The final compensation scheme will allow partners, parents, children, siblings and carers to make separate claims based on the impact the infection had on their own lives, on top of any payment that could be made to the infected person themselves.

It is thought that members of more than 8,000 families could be eligible for compensation. Payouts will fall into banded “categories of loss” to speed up the process.
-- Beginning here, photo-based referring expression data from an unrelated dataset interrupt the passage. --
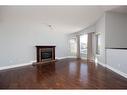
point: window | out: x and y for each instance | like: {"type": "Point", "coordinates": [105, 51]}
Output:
{"type": "Point", "coordinates": [98, 43]}
{"type": "Point", "coordinates": [73, 46]}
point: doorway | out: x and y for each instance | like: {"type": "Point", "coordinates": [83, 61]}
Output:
{"type": "Point", "coordinates": [83, 46]}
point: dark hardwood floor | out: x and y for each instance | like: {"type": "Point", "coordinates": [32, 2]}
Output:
{"type": "Point", "coordinates": [64, 74]}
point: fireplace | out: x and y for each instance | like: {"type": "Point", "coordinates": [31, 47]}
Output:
{"type": "Point", "coordinates": [45, 54]}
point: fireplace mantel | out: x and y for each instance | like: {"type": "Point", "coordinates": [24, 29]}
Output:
{"type": "Point", "coordinates": [45, 54]}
The bands and amounts have not been decided.

Also eligible will be more distant relatives or “friends of an eligible living or deceased person whose relationship with them was so close that it could reasonably be expected that their mental or physical health would be seriously affected by the consequences of the disease.”

A lawyer representing 1,500 victims, Des Collins, says the final payout is likely to run “to billions.”

The inquiry’s final report is not due until the autumn, but an interim report on compensation has been produced to accelerate the process, because people are dying as a result of their infections and cannot afford to wait.

Brian Langstaff said: “I could not in conscience add to the decades-long delays many of you have already experienced due to failures to recognise the depth of your losses.” He said many of those infected were still living “on borrowed time.”

He also called for “specialist psychological support” in England for infected people and their families, as is available in the rest of the UK. He said a report into the impact of children orphaned by the scandal found that “the death of parents as a consequence of infected blood and blood products has significantly devastated a generation of children who they left behind.”

He said his final report would go into more detail about the failures that led to the scandal, but said as an initial assessment: “My conclusion is that wrongs were done at the individual, collective and systemic levels.”

Brian Langstaff added that people should be compensated for the “wrongs done by authority, whose response served to compound people’s suffering”. He said that those who contracted serious hepatitis B infections should be compensated, as well as those infected with HIV and hepatitis C.

The government has accepted that there is a “moral case” for paying compensation and started making interim payments.

Chief executive of the Haemophilia Society, Kate Burt, said: “After decades of delay and denial by successive governments, today’s report has exposed the unparalleled scale of suffering and loss endured as a result of the contaminated blood scandal.

“The case for swift and meaningful compensation is now beyond doubt and we welcome the recommendation that everyone, including bereaved parents and children, should receive compensation as soon as possible.”

A government spokesman said: “The infected blood scandal should never have happened. We thank the chair and the inquiry team for this detailed interim report and the government is continuing preparations for responding to the final report when it is published.